On Windows I don't see the same issue. It seems this is Linux specific.
I'm using channels 1:1 right now, channels shared between threads sounds good though, unless there's a performance hit (will have to benchmark).
If new channels don't fix the issue I'll work on a minimum program to reproduce the issue.
I've updated my code to make sure globals aren't used. I now get an exceptions.
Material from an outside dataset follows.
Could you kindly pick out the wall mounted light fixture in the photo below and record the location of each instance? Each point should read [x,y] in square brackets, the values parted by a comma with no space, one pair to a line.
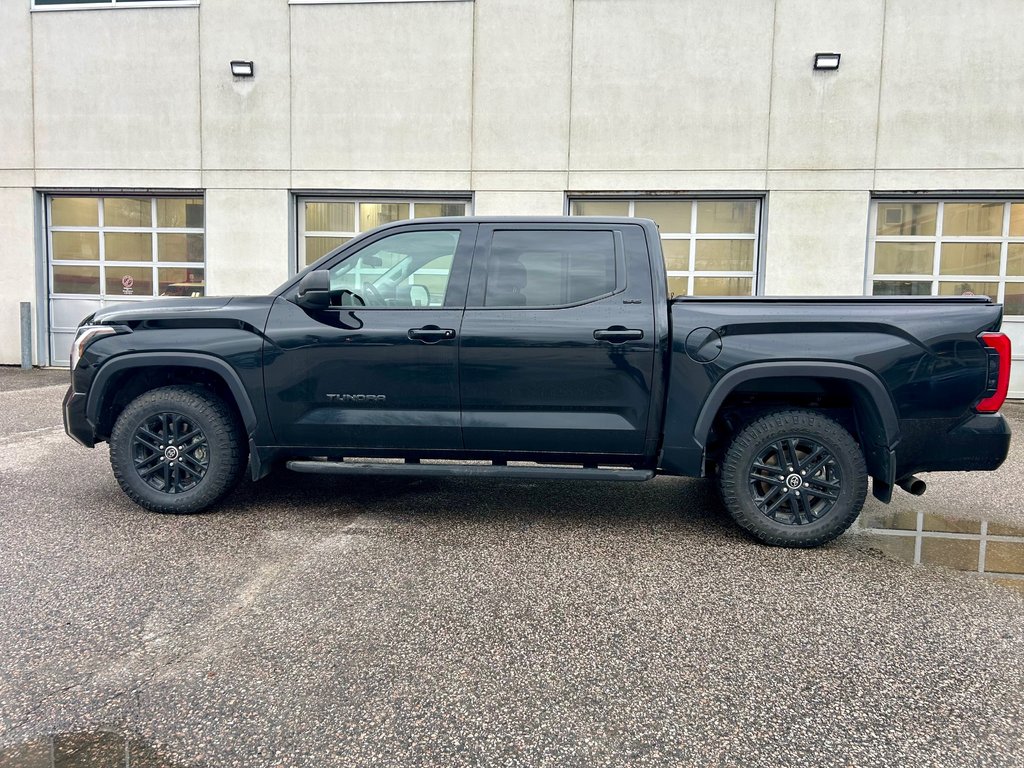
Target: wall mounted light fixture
[826,60]
[242,69]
I've actually seen similar exceptions before, except when I was preparing to write the initial post in this thread.
I didn't yet have stacktrace on for this one:
double free or corruption (fasttop)
Traceback (most recent call last)
/.choosenim/toolchains/nim-1.6.6/lib/system/seqs_v2.nim(114) myThread
/.choosenim/toolchains/nim-1.6.6/lib/system/arc.nim(164) nimRawDispose
SIGABRT: Abnormal termination.
This was one where I was iterating through an array of an object type:
/.choosenim/toolchains/nim-1.6.6/lib/system/orc.nim(494) nimDecRefIsLastCyclicStatic
/.choosenim/toolchains/nim-1.6.6/lib/system/orc.nim(466) rememberCycle
/.choosenim/toolchains/nim-1.6.6/lib/system/orc.nim(146) unregisterCycle
SIGSEGV: Illegal storage access. (Attempt to read from nil?)
Segmentation fault
I think I've fixed the problem. The first/biggest problem was no errors from Valgrind. I had some code using a DB connection with a global, but this wasn't used by any threads I created so I didn't think it was a big deal. I fixed that and some other issues.
Then Valgrind started showing errors and I've fixed those. Now my program seems stable again, but I continue to test.
I'm actually not yet using the new channels, I'd rather only do that if I have to. But thanks for the advice.
I think I've solved the original problem now. My user on the Linux instance had a very limited number of open file descriptors available as shown by ulimit -n. Increasing this limit to a higher number seems to fix it.
This also explains why the problem wasn't seen running the same program under Windows or on Linux with Valgrind, since both are different environments which presumably don't have the limitation my Linux user had.
It looks like the issue never went away. However using valgrind --tool=helgrind I found a data race related to Chronicles logging. Initially I thought Chronicles might be able to handle logging from multiple files internally, but to be safe I modified my code to log each thread's output to a separate log file. However the data race still occurred.
If anyone's interested, I've attached a minimal reproducible test case in the issue I logged.